Putting aside the ugliness of the accusations (though I’m always loath to put such things aside), what’s remarkable about the Bank of America derivative turf war is that the New York and Delaware cases proceeded in tandem for as long as they did. And as much as the bank and all of the plaintiffs’ firms blame one another, some responsibility for this state of affairs lies with the two judges overseeing the litigation, U.S. District Judge Kevin Castel in Manhattan federal court and Chancellor Leo Strine in Delaware. Neither has been willing to give an inch on jurisdiction, which is why the cases both got as far as they did.
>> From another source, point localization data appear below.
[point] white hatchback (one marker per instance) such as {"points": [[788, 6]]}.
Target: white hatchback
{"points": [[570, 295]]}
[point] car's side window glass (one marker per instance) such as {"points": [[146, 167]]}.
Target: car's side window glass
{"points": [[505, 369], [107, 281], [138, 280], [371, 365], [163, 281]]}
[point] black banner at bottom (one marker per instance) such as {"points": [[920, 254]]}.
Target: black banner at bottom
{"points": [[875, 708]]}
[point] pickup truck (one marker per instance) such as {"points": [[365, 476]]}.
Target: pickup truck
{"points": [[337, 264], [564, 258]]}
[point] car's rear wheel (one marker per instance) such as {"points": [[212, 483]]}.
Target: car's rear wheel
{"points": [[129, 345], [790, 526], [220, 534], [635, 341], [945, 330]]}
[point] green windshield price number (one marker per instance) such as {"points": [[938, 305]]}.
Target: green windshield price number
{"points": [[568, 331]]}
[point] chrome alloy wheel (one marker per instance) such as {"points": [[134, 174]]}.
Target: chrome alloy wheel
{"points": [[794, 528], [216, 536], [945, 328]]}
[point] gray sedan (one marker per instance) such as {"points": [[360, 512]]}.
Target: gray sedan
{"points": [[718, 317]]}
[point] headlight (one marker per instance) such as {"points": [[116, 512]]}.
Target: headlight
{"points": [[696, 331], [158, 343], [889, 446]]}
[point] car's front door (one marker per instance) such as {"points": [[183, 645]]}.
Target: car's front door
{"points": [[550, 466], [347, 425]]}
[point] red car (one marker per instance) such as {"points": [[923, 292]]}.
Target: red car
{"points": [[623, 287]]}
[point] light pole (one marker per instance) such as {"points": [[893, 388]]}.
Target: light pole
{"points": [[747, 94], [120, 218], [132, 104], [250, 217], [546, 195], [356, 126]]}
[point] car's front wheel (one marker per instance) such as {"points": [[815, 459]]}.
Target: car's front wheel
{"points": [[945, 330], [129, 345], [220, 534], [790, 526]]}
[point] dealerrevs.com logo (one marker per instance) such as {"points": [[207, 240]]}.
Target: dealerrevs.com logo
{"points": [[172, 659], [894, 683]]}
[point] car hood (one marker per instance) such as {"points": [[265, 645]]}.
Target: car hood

Strine is well-known for promoting Delaware’s primacy even as plaintiffs’ firms have taken to filing M&A and derivative suits outside of Chancery Court. In a hearing last September in the Delaware case, the chancellor told BofA’s lawyers that he regarded the fiduciary duties of the bank’s board members as a matter of Delaware law, and he wasn’t going to let the Delaware case sit around and wait for developments in federal court. “I want coordination to the extent possible,” Strine said. “But frankly, the predominant interest here is the protection – the application of Delaware law.”

Castel, meanwhile, long ago denied Bank of America’s motion to stay the federal-court derivative case in favor of the Delaware suit. The New York action makes derivative claims not only under Delaware fiduciary law but also under a section of the Exchange Act of 1934 that regulates proxy materials. In a motion to dismiss filed way back in December 2008, Bank of America argued that Castel should toss the Exchange Act claim because shareholders hadn’t served a demand on the board – and should stay whatever Delaware state-law claims remained in the case in deference to the Chancery Court. Castel kept the Exchange Act count in the derivative suit and refused to stay the case.

Castel is concerned enough about the Delaware plaintiffs’ allegations that he ordered a May 4 hearing on their motion to enjoin the deal. We haven’t yet heard from Strine on the simultaneous motion they filed in Delaware, but BofA’s Apr. 25 brief contends the chancellor simply has no power to enjoin a federal-court settlement. Strine isn’t the type who likes to be reminded of the limits of his jurisdiction.

One way or another, these two judges are going to have to agree on what happens next in this litigation. Good luck with that.